One of the issues raised was that of perinatal care. I spoke with Wera earlier this year about her bill to legislate for routine mental health checks up for new mothers after six weeks. I told her this was an issue that I felt very strongly about, as I knew it was new mothers in Bristol who were suffering disproportionately compared with the rest of the country.
In Bristol, up to 1 in 5 new mums are affected by mental health problems in this period – double the national average. An estimated 1000 women every year will develop mild to moderate depression during this period.

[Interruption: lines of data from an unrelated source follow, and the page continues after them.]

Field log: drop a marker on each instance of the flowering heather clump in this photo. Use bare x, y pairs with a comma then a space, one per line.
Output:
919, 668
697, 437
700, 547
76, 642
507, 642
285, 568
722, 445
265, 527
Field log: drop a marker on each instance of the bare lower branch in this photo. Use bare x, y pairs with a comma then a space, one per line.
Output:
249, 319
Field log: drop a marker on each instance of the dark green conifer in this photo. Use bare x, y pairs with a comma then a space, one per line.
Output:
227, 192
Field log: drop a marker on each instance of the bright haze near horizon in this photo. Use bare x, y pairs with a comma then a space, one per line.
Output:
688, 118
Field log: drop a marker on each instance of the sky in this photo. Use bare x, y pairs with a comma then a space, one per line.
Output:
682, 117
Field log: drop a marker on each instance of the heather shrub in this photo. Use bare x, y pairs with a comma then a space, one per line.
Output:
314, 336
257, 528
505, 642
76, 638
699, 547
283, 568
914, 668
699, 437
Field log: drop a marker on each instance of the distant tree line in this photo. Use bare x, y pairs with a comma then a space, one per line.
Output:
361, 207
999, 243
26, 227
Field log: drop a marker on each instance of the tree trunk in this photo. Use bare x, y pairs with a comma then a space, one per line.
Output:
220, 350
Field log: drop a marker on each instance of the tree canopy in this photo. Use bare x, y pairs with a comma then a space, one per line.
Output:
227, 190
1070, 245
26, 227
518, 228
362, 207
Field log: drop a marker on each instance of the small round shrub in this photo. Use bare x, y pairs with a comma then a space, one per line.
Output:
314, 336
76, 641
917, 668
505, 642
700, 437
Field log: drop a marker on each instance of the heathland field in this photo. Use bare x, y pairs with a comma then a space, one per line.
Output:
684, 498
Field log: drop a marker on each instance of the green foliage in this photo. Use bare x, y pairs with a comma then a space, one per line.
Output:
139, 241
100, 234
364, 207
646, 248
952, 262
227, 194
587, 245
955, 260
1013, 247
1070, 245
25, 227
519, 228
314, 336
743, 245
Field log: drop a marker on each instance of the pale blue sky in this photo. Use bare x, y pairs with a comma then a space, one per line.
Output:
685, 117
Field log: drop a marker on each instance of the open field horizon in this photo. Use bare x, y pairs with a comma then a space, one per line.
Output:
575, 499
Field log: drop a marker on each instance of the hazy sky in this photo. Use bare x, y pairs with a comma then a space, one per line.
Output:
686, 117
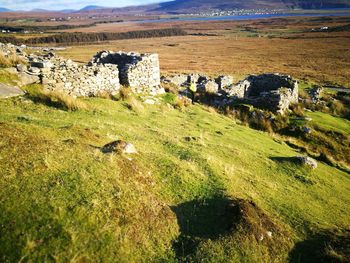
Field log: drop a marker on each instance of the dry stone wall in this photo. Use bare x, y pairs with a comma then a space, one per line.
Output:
274, 92
138, 71
77, 80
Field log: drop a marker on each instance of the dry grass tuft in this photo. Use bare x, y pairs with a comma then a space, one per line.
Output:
135, 105
57, 99
171, 88
125, 93
10, 61
104, 95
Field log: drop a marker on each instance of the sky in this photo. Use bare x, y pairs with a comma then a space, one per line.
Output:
69, 4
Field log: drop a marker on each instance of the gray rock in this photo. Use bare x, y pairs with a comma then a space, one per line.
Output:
224, 81
9, 91
307, 161
41, 64
209, 87
34, 70
26, 79
21, 67
119, 146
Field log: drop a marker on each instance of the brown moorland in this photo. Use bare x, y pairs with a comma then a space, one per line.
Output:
285, 45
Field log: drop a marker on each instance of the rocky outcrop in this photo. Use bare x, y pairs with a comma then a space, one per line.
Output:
274, 92
7, 91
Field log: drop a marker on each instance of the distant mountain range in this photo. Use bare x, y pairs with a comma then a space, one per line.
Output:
2, 9
180, 6
191, 6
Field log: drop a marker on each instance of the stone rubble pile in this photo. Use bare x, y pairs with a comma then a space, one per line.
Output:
107, 70
104, 73
57, 73
274, 92
141, 72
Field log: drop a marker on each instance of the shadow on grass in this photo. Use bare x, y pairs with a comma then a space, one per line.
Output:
200, 220
322, 247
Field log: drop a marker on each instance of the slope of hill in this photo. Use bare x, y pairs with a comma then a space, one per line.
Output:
2, 9
63, 199
91, 8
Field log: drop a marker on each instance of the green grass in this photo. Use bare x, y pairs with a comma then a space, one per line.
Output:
329, 123
62, 199
8, 78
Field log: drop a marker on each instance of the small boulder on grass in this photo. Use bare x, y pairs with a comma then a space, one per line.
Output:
307, 161
120, 147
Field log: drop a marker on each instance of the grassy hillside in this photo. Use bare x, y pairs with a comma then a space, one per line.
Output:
62, 199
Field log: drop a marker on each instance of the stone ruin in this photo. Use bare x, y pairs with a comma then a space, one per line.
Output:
273, 92
78, 80
106, 72
135, 70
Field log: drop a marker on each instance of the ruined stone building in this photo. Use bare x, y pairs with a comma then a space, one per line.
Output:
104, 73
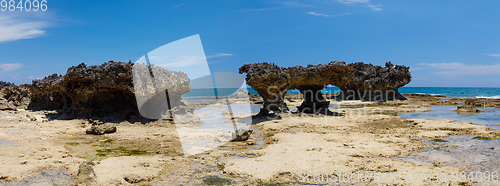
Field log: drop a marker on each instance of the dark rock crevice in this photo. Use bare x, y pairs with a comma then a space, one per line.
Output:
357, 81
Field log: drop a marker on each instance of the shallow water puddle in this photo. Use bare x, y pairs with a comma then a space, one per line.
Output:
45, 178
7, 143
446, 112
460, 151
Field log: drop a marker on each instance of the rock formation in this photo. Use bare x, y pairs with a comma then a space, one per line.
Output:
312, 79
88, 92
100, 128
271, 82
469, 109
374, 83
13, 97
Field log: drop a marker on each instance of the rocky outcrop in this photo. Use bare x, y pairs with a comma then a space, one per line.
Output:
13, 97
157, 90
312, 79
86, 175
107, 92
240, 94
271, 82
374, 83
241, 135
469, 109
88, 92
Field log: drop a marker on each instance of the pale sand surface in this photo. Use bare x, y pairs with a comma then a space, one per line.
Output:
357, 141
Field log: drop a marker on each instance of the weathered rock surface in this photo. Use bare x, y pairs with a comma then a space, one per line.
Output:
271, 82
100, 128
469, 109
13, 97
374, 83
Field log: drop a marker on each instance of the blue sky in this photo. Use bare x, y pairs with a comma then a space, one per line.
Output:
446, 43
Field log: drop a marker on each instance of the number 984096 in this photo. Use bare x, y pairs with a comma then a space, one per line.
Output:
23, 5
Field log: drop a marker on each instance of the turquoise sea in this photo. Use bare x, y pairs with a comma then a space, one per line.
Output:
463, 92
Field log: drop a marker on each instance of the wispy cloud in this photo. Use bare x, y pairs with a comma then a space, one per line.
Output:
456, 68
366, 2
325, 15
10, 66
260, 9
219, 55
493, 55
375, 7
12, 28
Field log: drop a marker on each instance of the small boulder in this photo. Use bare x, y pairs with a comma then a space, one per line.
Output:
100, 128
241, 135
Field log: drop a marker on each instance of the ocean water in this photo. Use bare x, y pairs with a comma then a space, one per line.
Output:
462, 92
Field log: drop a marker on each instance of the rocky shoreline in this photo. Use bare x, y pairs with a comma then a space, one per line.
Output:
47, 128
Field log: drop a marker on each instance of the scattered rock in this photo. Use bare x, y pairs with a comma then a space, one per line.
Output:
374, 83
86, 175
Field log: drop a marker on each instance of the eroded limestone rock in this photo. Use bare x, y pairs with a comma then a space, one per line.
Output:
271, 82
374, 83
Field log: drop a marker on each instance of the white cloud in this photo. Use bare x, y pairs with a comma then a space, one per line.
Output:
12, 29
456, 68
493, 55
290, 3
10, 66
366, 2
219, 55
325, 15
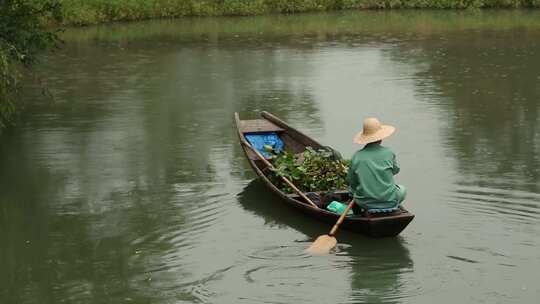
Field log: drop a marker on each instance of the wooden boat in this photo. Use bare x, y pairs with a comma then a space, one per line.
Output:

What concerns me even more about this is that an estimated half of those suffering go undiagnosed. Depression before, during and after giving birth is a serious condition which too easily goes unrecognised. Nearly half of new mothers who suffer from depression in the perinatal period suffer in silence, afraid to speak out for fear of judgement or, worse, losing their child.
There is, of course, a stigma still attached to depression which new mothers, quite understandably, may be fearful of admitting they have. Not only is there the fear of judgement but of having your new baby taken away from you if you are classified as unfit to be a parent. Though this is a highly unlikely scenario, the stigma and the fear are still there.
What probably isn’t helping is that new mothers are given virtually no time at all to talk with a health care professional about their mental health. 47% of new mothers get less than 3 minutes to discuss their mental health with a health care professional. That is simply not enough time to explain the complex set of emotions that a new mother feels to someone of whom they may be fearful of revealing the full truth. This has to change.
Depression is a huge problem for new mothers and requires time, care and professional help. Untreated it can also have serious consequences on newborn children and can limit their development. Rather than make new mothers suffer in silence, it is time we opened up the perinatal conversation and treated mental health seriously.
As your MP I will be proud to work with Wera in ensuring her bill gets maximum support and I will work hard to demand better perinatal mental health services from our local NHS Trust for all new mothers in Bristol West.